The reason the California court chose to put bees under the fish category isn't just a random decision. According to the California Endangered Species Act, a fish is defined as "a wild fish, mollusk, crustacean, invertebrate, amphibian, or part, spawn, or ovum of any of those animals" (via CNN). While there may not be an insect category in the act, bees surprisingly fit into the definition of a fish because of the way the bill is written.

This loophole works because bees also are invertebrates — animals that lack a backbone and other skeletal structures (via Britannica). As the court stated, "although the term fish is colloquially and commonly understood to refer to aquatic species, the term of art employed by the Legislature in the definition of fish in section 45 is not so limited" (via Verify This). Essentially, the court recognized that a bee is not a fish, but the wording of the California Endangered Species Act allowed for bees to be defined in this way because of its vague wording.

Bees are an important part of our ecosystem

So why go through all this trouble to get a couple species of bees protected? According to Friends of Earth, bees are important because they pollinate human food crops. According to the United Nations Environment Program, 71% of the crops that provide us with 90% of our food are pollinated by bees (via the Center for Food Safety).
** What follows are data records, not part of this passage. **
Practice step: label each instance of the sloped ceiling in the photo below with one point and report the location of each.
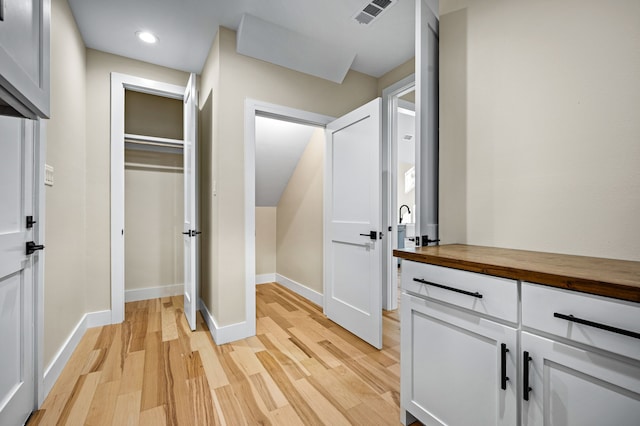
(279, 146)
(186, 28)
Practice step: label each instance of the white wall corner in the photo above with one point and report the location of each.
(227, 333)
(60, 360)
(137, 294)
(300, 289)
(266, 278)
(98, 318)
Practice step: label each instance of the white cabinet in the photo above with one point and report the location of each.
(573, 359)
(572, 386)
(453, 370)
(458, 358)
(581, 358)
(24, 58)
Unfortunately for us, the bee population is on the decline. According to Greenpeace USA, the number of bee colonies per hectare has shrunk by 90% since 1962. One contributor to the decline in bee populations is the increased use of various pesticides on crops. While these pesticides keep unwanted bugs from eating our food sources, they also have the unintended consequence of harming bees as well. According to a study published in Nature, the combined use of different pesticides increases the lethal nature of the chemicals, causing even more bees to die. Now that bees have been granted a protected status under the California Endangered Species Act, the California Fish and Game Commission can work to regulate and find alternatives to these harmful pesticides in order to keep bee populations thriving in the state.